Section 2: Architecture, External Network
- Quality of Service replaces pre-emption. Temporal or Spatial are the only options that I know of.
AMD is leaning towards spatial from what I can find. Spatial is simultaneous multitasking, multiple application workload running in the same clock cycle. Temporal is multiple application workload running in different clock cycles.
- Future CPU/GPU architectures will be semi-homogenous architectures that run different ISAs.
This starts with Zen/K12/Faraway. The GPU core will be short-pipeline with many MSIMD/MIMD vALUs and few SISD/SIMD sALUs.
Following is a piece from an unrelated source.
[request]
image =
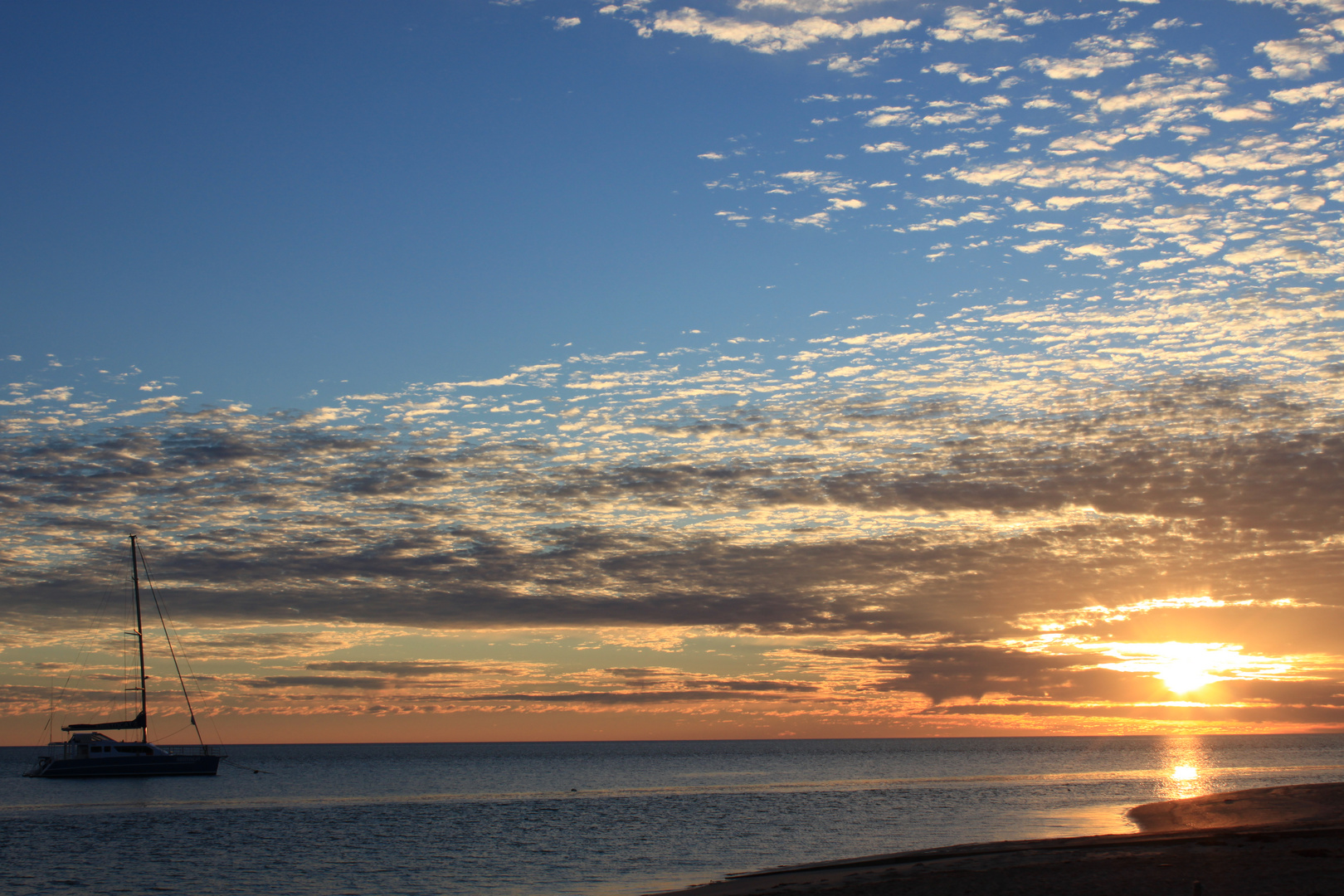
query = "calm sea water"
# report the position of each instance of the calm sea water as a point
(592, 818)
The CPU cores will be long-pipeline with few MSIMD/MIMD vALUs and many SISD/SIMD sALUs. The building blocks will be similar for the best exploitation of HSA.
- AMD has a solution ready to compete with NVLink.
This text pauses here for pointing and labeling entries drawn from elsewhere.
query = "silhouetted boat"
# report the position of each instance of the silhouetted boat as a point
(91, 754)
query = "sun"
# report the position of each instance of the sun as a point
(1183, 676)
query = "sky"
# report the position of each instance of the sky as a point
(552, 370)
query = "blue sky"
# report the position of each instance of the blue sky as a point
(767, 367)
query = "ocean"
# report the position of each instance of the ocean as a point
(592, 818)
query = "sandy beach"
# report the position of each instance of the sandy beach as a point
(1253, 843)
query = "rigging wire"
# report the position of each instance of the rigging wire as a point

Both solutions are compatible with PCI Express boards. NVLink is copying a HNC spec connector. It could for all we know be the same thing as HNC. Just with a fancy title as NVLink, much like how AMD called their version of Hypertransport, "Direct Connect".
http://i.imgur.com/b4T07D1.png
AMD's solution is modified and uses the PCI Express slot not just for power and mechanical support. It uses the PCI Express section for backwards compatibility and the physical data interconnect. The second piece is what enables the GPU to use Hypertransport. The main priority of the second piece is to process the header info.
http://img840.imageshack.us/img840/6254/htxpcie.png
Nvidia can 100x better slides than that but fact remains on action not on presentation.
Between, the three; AMD, Nvidia, Intel.
AMD has a high aggression rate from research to products. Just look at Andy Glew's MCMT*. Even, if it can have a bad outcome in certain areas. AMD has a higher chance than anyone to launch what they have researched.
*It was a research project from a single man. That became a product within four to six years with Montreal.